7 Deadly Sins of Dale Cooper and Audrey Horne
Lust
Everyone knew Audrey wanted Dale, or simply, an escape, yet no one seemed to realize that Dale wanted her just as much. Ever since she walked into the room he was drawn to her and those freshly squeezed grapefruits pushing against her sweater. From the beginning he knew she was very young, but not until he asked her about her age did he realize how wrong it all was. Still, he smiled and his eyes lingered on her for a few seconds too long. Maybe this was the start of something new or maybe it was just another unfulfilled fantasy.
Gluttony
This was our first anniversary and I baked a pie. I knew how much Dale loved pie, among other foods. At first, I wanted to make a cherry pie, but I decided against it. It isn't wise to challenge the Double R Diner in matters like these. Sometimes I feel like Dale eats a little too much food, but it's one of the things I love about him. If he never ate breakfast at The Great Northern, we wouldn't have had some of our most intimate moments. Sometimes a love of food can lead to a love of your life.
Greed
He knew he shouldn't keep coming back for pie, but he couldn't get enough of that cherry pie.
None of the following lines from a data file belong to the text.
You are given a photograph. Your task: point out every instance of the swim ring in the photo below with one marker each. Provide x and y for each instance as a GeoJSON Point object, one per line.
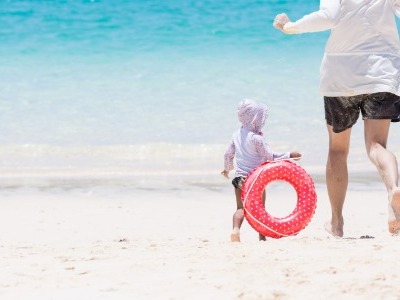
{"type": "Point", "coordinates": [254, 210]}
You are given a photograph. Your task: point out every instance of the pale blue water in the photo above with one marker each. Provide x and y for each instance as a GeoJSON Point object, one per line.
{"type": "Point", "coordinates": [152, 85]}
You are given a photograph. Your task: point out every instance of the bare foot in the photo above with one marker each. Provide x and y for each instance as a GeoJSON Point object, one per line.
{"type": "Point", "coordinates": [235, 235]}
{"type": "Point", "coordinates": [335, 231]}
{"type": "Point", "coordinates": [394, 223]}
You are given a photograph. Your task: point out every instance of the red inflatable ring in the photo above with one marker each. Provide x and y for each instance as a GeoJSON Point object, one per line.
{"type": "Point", "coordinates": [254, 210]}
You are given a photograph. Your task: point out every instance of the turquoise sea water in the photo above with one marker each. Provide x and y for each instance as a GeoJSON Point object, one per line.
{"type": "Point", "coordinates": [139, 87]}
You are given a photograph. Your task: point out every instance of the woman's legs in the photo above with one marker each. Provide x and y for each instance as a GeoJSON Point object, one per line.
{"type": "Point", "coordinates": [376, 133]}
{"type": "Point", "coordinates": [337, 177]}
It tasted like heaven, yet he wanted something more. He wanted someone. He wanted someone who wanted him. He wanted someone he couldn't have. He felt that he wanted too much. She felt that he wanted too little. She wanted him more than anything, and she always gets what she wants, but not when she truly needs it. She might just be a high school girl, but she knows what she wants, and doesn't care if it's too much to ask for.
Wrath
This has gone on too long. He wants me. I can see it in his eyes. What is this friends' crap? I do love that he considers us friends, but none of my friends stare at me like that. I felt his eyes burning into my soul. I shouldn't be angry after spending hours with the man I love, but I know we could have more. After last night, I feel us becoming closer. He let me stay over since it was late. He made me promise not to cross the pillow barrier. I want him to trust in me.
Pride
He finally gave in, not that he didn't want to anyways. I feel so proud of myself and my flirting techniques. I am officially dating Special Agent Dale Cooper. I can finally call him My Special Agent. I can't wait to spread the news, but that can wait. I have to get ready for our date and I want him to be proud to have me on his arm. I'm glad he doesn't think of me as a child. I know he has to keep up appearances, but at least he loves me enough to not mind as much anymore.
Sloth
We have been going out for a few months now, and I do love Audrey very much, but sometimes she can be a bit much. I work all day, yet when we meet up, she expects me to be all energy. I don't relax all day like she does, and sometimes I need to relax just like she does. Oh well, I love her and it is true. She does get what she wants. Most of the time, I want it too, even if I am tired. I'll soon get home to another fantastic night with my lazy, beautiful, doll.
Envy
Today I saw Dale with some female agent. I think it was Denise of something. She may be close to Dale, but not as close as me. Anyways, she seemed pretty big boned and manly. I am somewhat happy though. I will be an FBI agent, so Dale and I will be together when I am all grown up and on my own, just like I promised. Dale might have been surprised by the kiss, but I could tell he liked it. I hurried out of the room after that, but I wanted to see the look on Denise's face.